One of the Bantu languages, Zulu is spoken by the largest language community of South Africa. There are also 200,000 speakers in Lesotho. Some linguists prefer the prefixed form isi-Zulu, literally 'Zulu in language or culture'. The language group that includes Zulu, Xhosa, Ndebele and Swazi was once called Kaffir, Portuguese Caffre, a vague word that sometimes denoted all the Bantu languages of southern Africa (it is the Arabic word for 'pagan'). Zulu itself was sometimes called Zulu-Kaffir. The group is now usually named Nguni, a modern reapplication of a term that once denoted a single constituent element within the Zulu-speaking population. Customarily the variant form Ngoni is used for the people who migrated northwards (see map in the appendix section) in the mid 19th century. In this paper we try to focus on the Zulu. The main purpose of this paper is to describe the Zulu culture. The paper highlights the primary mode of subsistence of the Zulu. The paper also describes the life of the Zulu they live. The paper analyzes and evaluates the impact that the primary mode of subsistence of the culture has on the following aspects: Beliefs and values, Economic organization, and Sickness and Healing. The paper also uses ethnography and ethnology.

The Zulu

Introduction

Zulu had previously been influenced in its turn. Its click consonants originate in loanwords from Khoe or some other Khoisan language, evidently the result of deep and long-lasting interaction with its speakers. Pastoralism and an associated cattle cult were clearly shared between the two language groups: Zulu words for 'cow', 'sheep' and 'milk' are Khoisan in origin. Seventeen consonants were added to Zulu in the course of this interaction. Zulu (like Xhosa) now has a sound pattern that is most unusual for a Bantu language.

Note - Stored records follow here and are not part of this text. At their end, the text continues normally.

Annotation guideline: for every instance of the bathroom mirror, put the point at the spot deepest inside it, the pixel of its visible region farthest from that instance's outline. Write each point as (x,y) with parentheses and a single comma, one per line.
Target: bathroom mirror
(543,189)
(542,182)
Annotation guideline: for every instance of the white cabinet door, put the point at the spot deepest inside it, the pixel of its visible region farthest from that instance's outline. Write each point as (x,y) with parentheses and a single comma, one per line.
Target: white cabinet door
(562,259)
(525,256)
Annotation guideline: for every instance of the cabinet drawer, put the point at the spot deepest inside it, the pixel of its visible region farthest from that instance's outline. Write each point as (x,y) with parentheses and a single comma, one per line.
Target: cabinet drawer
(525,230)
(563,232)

In Zulu spelling the three clicks borrowed from Khoisan languages appear as c (dental), q (palatal), x (lateral). The Zulu empire of Shaka, and the great upheavals of that time, marks a break between earlier and later identifications of peoples - and therefore of languages - in what is now South Africa. Before Shaka's time, the 'Zulu' were simply one clan among many. After the difaqane 'forced migrations' of the 1820s and 1830s, the rebellions and famines and population movements in what is now eastern South Africa, a new linguistic map begins to emerge (Davenport, 1998).

Discussion

Zulu culture

Zulu cosmological ideas have been incorporated into Zulu Christian thought in a number of subtle ways. The word for "breath" (umoya) is translated as "Holy Spirit," and people said to be filled with the Holy Spirit become leaders in African independent churches that have split off from orthodox congregations. In these churches Christian beliefs coexist with aspects of traditional Zulu belief, and leadership reveals striking similarities to traditional divination in that the prophet, with the help of the Holy Spirit, explains misfortune and prescribes remedies. These may include ancestral offerings as well as orthodox Christian prayer.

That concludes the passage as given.